The partners are sharing best practice and developing new ways of working together to help drive forward the provision of sustainable skills within the region.
Against a background of an expanding sustainability agenda for the economy – with net zero carbon targets and zero waste ambitions – the need for skills that help local businesses to respond is becoming pressing. By providing these skills locally, jobs can be retained and opportunities for young people created.
Researchers from Wavehill looked at existing gaps and opportunities for interventions, identifying these in industries such as construction and agriculture. In construction, house retrofitting will increase as existing housing stock is updated to keep people affordably warm.
In agriculture, the focus will be on managing soil to hold more carbon and water to help improve productivity whilst suppressing flooding downstream or sequestering carbon.
The skills for these and many other industries will be in high demand, report Wavehill. They identify the potential for a more collaborative approach in Mid Wales to help meet this demand.
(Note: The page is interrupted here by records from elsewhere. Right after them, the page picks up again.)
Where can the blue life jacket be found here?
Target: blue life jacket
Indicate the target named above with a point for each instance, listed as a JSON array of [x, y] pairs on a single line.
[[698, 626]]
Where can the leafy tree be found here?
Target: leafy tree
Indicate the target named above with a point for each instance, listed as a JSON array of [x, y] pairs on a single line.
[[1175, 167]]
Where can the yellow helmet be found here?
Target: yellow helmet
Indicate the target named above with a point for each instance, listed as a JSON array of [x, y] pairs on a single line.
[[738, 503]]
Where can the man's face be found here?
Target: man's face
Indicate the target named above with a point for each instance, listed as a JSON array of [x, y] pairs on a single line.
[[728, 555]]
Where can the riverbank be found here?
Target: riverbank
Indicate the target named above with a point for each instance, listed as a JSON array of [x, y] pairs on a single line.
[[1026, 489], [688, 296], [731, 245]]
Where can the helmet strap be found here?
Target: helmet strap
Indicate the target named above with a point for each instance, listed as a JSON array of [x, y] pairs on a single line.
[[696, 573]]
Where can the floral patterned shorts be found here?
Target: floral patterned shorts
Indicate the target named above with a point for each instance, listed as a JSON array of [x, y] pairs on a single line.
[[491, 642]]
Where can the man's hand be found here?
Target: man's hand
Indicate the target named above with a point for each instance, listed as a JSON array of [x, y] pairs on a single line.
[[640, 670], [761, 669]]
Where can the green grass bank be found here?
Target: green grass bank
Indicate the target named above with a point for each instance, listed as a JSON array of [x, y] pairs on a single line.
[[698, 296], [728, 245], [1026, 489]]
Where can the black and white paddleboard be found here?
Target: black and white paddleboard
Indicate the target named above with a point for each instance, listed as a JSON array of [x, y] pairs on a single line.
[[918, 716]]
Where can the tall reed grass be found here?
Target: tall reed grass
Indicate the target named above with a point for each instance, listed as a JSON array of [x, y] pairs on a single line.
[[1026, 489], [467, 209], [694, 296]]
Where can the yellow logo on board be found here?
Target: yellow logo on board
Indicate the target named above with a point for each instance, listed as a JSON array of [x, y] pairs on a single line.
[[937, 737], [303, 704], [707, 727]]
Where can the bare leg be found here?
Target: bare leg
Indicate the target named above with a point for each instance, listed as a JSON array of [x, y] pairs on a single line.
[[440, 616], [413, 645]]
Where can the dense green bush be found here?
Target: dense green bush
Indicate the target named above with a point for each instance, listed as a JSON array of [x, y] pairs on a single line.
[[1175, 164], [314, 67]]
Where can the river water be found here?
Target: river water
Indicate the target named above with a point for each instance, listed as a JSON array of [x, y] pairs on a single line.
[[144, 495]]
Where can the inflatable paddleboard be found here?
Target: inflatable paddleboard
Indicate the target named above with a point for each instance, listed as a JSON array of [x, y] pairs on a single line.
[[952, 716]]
A practical Sustainable Skills Cluster in Powys is recommended, one that would connect leading practitioners in each industry with educational establishments. Between them, they would provide formal modules in relevant green skills as in-work training or as full-time or part-time qualifications.
“The evidence presented by the research demonstrates that there is an irrefutable need for skills development to respond to the economic shift towards a more sustainable future,” said Adam Kennerley, project lead for MWMG.
“This is recognised by businesses surveyed in Powys and it will be important for training providers across Wales and the UK to develop courses and modules that respond to this shift.”
The research was funded by Arwain, which works within Powys County Council to deliver the LEADER Programme in Powys. Arwain is funded through the Rural Development Plan for Wales (using Welsh Government and European Agricultural Fund for Rural Development) to promote sustainable rural regeneration.
Many businesses currently travel outside of Powys to access specific training and having home grown skills training would keep wealth and opportunity locally.
Some of these skills, such as external wall insulation or natural flood management, are not yet commercially imperative for businesses, but soon will be.
“A Sustainable Skills Partnership would help Powys to be prepared and to take maximum advantage of a shift in the rural economy following Brexit and in preparation for going zero carbon. Courses should be tailored to the needs of businesses both now and in the future” explained Adam.
An ambition for the Sustainable Skills Partnership should be to better connect mainstream training providers, such as NPTC Group of Colleges, to sustainability professionals from within existing Powys businesses as well as experts from the likes of CAT, Black Mountains College and others.
Together they would introduce changes to modules or courses in key sectors that are most likely to be immediately affected by the transition to a sustainable economy.
The report also prioritises the need to make businesses aware of all the existing training available to them by creating a web portal for the Sustainable Skills Partnership. Close collaboration with the new Mid Wales Regional Skills Partnership is seen as imperative as the partnership develops.